President Donald Trump is making a lot of headlines these days. I’ve mentioned him in this week’s blog, not as political commentary, but because his prior vocation is helpful in adding depth to today’s topic of how to structure your real estate holdings for maximum asset protection.
A number of years ago, President Trump’s lawyer at that time, J.J. Childers, released a book entitled Asset Protection 101 which explores how to title real estate assets in detail. I recommend this book as a good overview, noting that specific legal advice from an experienced asset protection attorney is always recommended…the book is featured on Amazon here.
How to hold title to real estate in order to maximize available legal asset protection strategies?
As I’ve mentioned in past articles, Asset Protection is a broad term used to describe the legal strategies utilized to create barriers to legal predators seeking to acquire your assets through liens, judgments, etc. For more asset protection insights, check out our prior post on Asset Protection in Florida.
4 General Ways to Title Your Assets
So, real estate assets may be acquired and title held in the following 4 general structures which are as follows:
- Individual Name
- Multiple Parties Names – Marriage, Domestic Partnerships, General Partnerships, Joint Ventures
- Entities Such As Corporations, LLCs, Limited Partnerships
- Trusts – Revocable and Irrevocable and Land Trusts
These 4 structures are broad categories and within the latter 3, a fair degree of complexity can occur. Rather, than overwhelm my reading audience with a novella of details, I decided to just focus on broad key concepts within 4 categories above so that you’ll be empowered with the right questions as a starting point.
1. Titling Assets in Individual Name
Unless real property is your personal residence, referred to as a homestead in Florida, there is almost always unnecessary liability that results from owning real property in your own name. We live in an extremely litigious society and even owning raw land poses some risk of litigation, as a landowners have in some cases been held liable for certain injuries suffered by trespassers.
Personal residences; however, have a certain amount of protection under State laws in most areas, such as Florida’s homestead protection, and so titling in one’s individual name may be acceptable. The other issue with real property held in an individual name is the requirement of probate if that individual passes.
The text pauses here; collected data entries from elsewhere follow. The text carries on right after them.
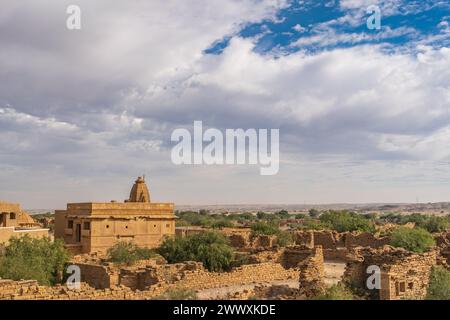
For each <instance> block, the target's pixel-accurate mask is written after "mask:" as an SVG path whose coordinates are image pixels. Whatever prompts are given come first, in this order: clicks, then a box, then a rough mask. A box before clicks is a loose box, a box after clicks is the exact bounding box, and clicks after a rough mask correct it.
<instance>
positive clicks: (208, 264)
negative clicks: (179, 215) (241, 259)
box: [158, 232, 233, 271]
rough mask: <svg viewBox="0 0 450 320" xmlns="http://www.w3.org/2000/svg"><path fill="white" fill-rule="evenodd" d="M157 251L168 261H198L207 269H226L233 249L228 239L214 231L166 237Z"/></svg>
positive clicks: (228, 267)
mask: <svg viewBox="0 0 450 320" xmlns="http://www.w3.org/2000/svg"><path fill="white" fill-rule="evenodd" d="M158 252H159V253H160V254H161V255H162V256H163V257H164V258H165V259H166V260H167V261H168V262H170V263H174V262H182V261H199V262H202V263H203V265H204V266H205V268H207V269H208V270H209V271H221V270H226V269H228V268H229V267H230V264H231V261H232V259H233V249H232V248H231V247H230V246H229V243H228V240H227V239H226V238H225V237H224V236H223V235H221V234H219V233H216V232H205V233H197V234H192V235H189V236H187V237H184V238H179V237H177V238H166V239H165V240H164V241H163V243H162V244H161V246H160V247H159V248H158Z"/></svg>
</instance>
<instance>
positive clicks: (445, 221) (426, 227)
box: [419, 216, 450, 232]
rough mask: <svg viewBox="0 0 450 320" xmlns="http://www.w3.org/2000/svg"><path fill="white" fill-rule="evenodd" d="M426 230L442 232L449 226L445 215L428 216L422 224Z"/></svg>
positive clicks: (428, 230)
mask: <svg viewBox="0 0 450 320" xmlns="http://www.w3.org/2000/svg"><path fill="white" fill-rule="evenodd" d="M419 227H422V228H424V229H426V230H427V231H428V232H444V231H446V230H447V229H448V228H449V227H450V223H449V221H448V219H447V218H446V217H436V216H431V217H429V218H428V219H427V220H426V221H425V222H424V223H423V224H422V225H419Z"/></svg>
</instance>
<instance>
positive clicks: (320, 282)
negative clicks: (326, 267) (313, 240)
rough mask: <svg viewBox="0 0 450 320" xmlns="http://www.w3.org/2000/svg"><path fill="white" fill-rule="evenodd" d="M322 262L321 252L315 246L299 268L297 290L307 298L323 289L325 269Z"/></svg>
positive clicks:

2. Titling Assets in Multiple Parties Names [Marriage, Domestic Partnerships, General Partnerships, Joint Ventures]
Holding property jointly is preferable if you’re married in many jurisdictions because this titling may offer some “asset protection” against 3rd party creditor attacks. Many states call this “Tenancy by the Entireties” or something related. However, the asset protection with joint titling may stop here depending upon your jurisdiction.
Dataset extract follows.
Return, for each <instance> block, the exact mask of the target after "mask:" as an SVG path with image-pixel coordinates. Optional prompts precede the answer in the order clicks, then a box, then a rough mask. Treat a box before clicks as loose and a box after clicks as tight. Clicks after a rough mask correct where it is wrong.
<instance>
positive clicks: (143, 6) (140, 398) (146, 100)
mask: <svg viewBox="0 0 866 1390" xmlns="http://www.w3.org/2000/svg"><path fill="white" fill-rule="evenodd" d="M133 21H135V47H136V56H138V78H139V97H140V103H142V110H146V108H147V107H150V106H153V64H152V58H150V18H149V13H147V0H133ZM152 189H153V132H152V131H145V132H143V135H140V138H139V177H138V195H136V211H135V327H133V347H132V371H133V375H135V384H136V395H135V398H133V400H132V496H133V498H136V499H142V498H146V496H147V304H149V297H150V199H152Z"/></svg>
Other kinds of joint titling may offer a “right of survivorship” which can address the possibility of probate administration in Florida or wherever the real property is located; however, this is an area to be very careful and get professional advice because a “Tenancy in Common” may result if your deed is worded incorrectly and this does not allow a right of survivorship. Where there is no “right of survivorship”, a probate is be required to transfer 1/2 interest (or whatever percentage) to the owner’s heirs. It is also worth checking to see if your State allows asset protection for domestic partners who own property together, and this is referred to as non-traditional estate planning in Florida.
General Partnerships and Joint Ventures should be governed by a well prepared Partnership Agreement or Joint Venture Agreement if this approach is adopted. In these circumstances and in the absence of a clear agreement, the joint owners are asking for trouble because they are fully liable for the other owner’s actions concerning the real property.
3. Titling Assets in Legal Entities [Such As Corporations, LLCs, Limited Partnerships]
Generally, an entity such as an LLC is highly preferable to the General Partnerships or Joint Venture structure for holding real property because the LLC limits the liability of the member (partners). An LLC in Florida, for example, should include a well prepared Florida LLC Operating Agreement.
Generally, Corporations are not preferable for holding title to real property due to the tax laws related to the transfer of real property assets. Limited Partnerships may also by utilized; however, these days the same things can often be accomplished with an LLC at a lesser costs than establishing the Limited Partnership.
4. Titling Assets in Trusts [Revocable and Irrevocable and Land Trusts]
I have often written about how to use a Florida revocable living trust effectively. The important thing to understand is that while a revocable living trust is great for these purposes and can provide asset protection for your beneficiaries if properly drafted, it does not provide asset protection for you because it is revocable. So, I often advise people with revocable living trusts and real estate investments to utilize the Trust in combination with an LLC. In my opinion, these two real estate titling vehicles work very well together.
Irrevocable trusts in Florida may also be used as an effective asset protection strategy for holding real property as well as other kinds of vulnerable assets such as banking and financial accounts.
So the take away here is to think about your goals and discuss with your experienced asset protection attorney in Florida or wherever your state of residence, and focus on the approach that makes the most sense for your goals and situation.